Building upon our introduction of metadata to communicate bundle
information back to callers of exchange.getbundlechunks(), we add
an attribute to the bundler that communicates whether the bundle is
best left uncompressed. We return this attribute as part of the bundle
metadata. And the wire protocol honors it when determining whether
to compress the wire protocol response.
The added test demonstrates that the raw result from the wire
protocol is not compressed. It also demonstrates that the server
will serve stream responses when the feature isn't enabled. We'll
address that in another commit.
The effect of this change is that server-side CPU usage for bundle2
stream clones is significantly reduced by removing zstd compression.

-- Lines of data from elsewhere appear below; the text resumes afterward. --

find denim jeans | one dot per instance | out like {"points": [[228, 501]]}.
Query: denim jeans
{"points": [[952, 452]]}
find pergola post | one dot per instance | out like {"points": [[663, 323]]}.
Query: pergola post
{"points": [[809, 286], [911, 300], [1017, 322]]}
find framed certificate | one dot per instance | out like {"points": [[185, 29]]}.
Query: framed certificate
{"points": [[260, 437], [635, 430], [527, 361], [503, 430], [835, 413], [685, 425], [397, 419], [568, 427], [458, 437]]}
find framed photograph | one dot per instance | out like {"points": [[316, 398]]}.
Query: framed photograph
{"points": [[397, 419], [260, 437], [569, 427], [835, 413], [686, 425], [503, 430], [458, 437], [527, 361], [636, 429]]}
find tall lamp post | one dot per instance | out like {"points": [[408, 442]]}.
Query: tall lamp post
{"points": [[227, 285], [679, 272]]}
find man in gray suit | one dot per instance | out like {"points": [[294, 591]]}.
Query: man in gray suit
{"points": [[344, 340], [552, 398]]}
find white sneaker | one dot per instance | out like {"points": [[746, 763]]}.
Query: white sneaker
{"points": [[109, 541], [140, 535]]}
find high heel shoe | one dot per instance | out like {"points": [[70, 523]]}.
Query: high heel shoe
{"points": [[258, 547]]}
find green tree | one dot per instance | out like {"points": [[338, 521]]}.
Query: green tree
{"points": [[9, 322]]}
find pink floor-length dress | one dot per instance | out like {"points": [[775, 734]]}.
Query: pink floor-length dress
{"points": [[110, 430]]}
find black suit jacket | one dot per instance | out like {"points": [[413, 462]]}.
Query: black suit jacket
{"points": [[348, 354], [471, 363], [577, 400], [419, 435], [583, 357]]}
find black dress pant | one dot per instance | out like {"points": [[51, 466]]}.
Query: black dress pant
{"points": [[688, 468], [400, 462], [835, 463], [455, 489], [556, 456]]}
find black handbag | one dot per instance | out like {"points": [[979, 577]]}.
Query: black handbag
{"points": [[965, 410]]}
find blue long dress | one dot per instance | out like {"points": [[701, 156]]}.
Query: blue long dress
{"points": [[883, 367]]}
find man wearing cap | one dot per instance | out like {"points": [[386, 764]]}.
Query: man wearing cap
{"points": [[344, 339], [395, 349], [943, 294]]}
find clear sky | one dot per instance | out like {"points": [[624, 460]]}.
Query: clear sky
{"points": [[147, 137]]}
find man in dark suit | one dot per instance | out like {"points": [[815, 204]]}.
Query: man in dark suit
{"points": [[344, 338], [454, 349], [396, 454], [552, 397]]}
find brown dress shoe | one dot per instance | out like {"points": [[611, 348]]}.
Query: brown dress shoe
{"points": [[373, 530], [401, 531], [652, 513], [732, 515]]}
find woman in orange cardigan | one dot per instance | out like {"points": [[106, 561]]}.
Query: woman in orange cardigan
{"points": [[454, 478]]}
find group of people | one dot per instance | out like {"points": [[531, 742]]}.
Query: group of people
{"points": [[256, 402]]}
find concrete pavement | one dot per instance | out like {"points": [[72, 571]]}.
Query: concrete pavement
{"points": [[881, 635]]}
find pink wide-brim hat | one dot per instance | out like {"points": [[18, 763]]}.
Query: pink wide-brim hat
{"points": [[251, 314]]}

For the mozilla-unified repository:
before: 37.69 user 8.01 system
after: 27.38 user 7.34 system
Assuming things are CPU bound, that ~10s reduction would translate to
faster clones on the client. zstd can decompress at >1 GB/s. So the
overhead from decompression on the client is small in the grand scheme
of things. But if zlib compression were being used, the overhead would
be much greater.
The double-negation (preferuncompressed = False) sounds complicated. Some other parts of the code are also using uncompressed but maybe we could use prefercompressed = True here as an improvement.